New MET Plans to be R.I.’s First Net-Zero School

By KEVIN PROFT/ecoRI News staff

This artist rendering provides a glimpse of what new energy-efficient East Bay MET School in Newport will look like. (RIDE)NEWPORT — Inside the East Bay MET School, green initiatives abound. In addition to the environmentally minded internships some students pursue, the school is focused on improving its recycling program and has a student-led Green Team that is currently growing herbs for the local community and advocate for a plastic bag ban.

Next door on York Street, a new building is under construction that will reflect the school’s commitment to the environment. Solar arrays built on and around the new school will provide 150 kilowatts of energy, enough for the building’s entire electric and heating needs, according to Elliot Krieger of the Rhode Island Department of Education (RIDE). The school will also harvest geothermal power in order to heat and cool a portion of the building.

When complete, the new East Bay MET School will be the first net-zero public high school in Rhode Island, Krieger said. The project’s cost savings haven’t yet been calculated, but by eliminating the school’s heating, cooling and electric expenses significant savings could be realized, he said.

Energy-efficiency measures will also be included.
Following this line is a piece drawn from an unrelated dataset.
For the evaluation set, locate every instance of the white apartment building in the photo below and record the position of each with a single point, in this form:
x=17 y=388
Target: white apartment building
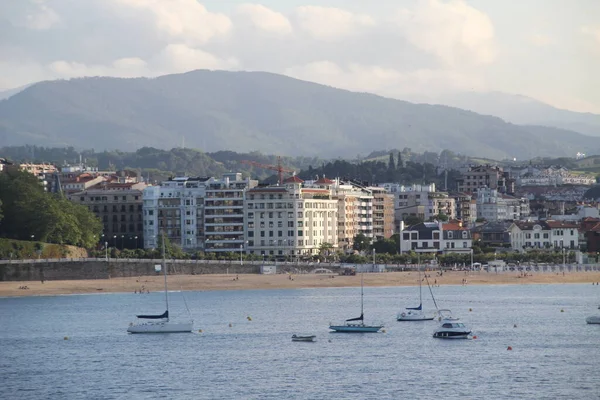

The new building will incorporate passive solar elements such strategically located balconies that will shade the building during warm weather and allow solar heat gain when it’s cold. Such element designs offset the necessity of active heating and cooling systems, Krieger said.

Other energy-saving measures will include LED lighting, coupled with room occupancy sensors; an energy-efficient elevator that uses half the power of a conventional elevator; and a highly insulated exterior envelope that will prevent heat transfer, according to Krieger.

Conservation of water is another hallmark of the new building. Rainwater will be collected for water plantings, and water-saving fixtures and toilets will be installed.

The building should be ready to host classes beginning this January, Krieger said.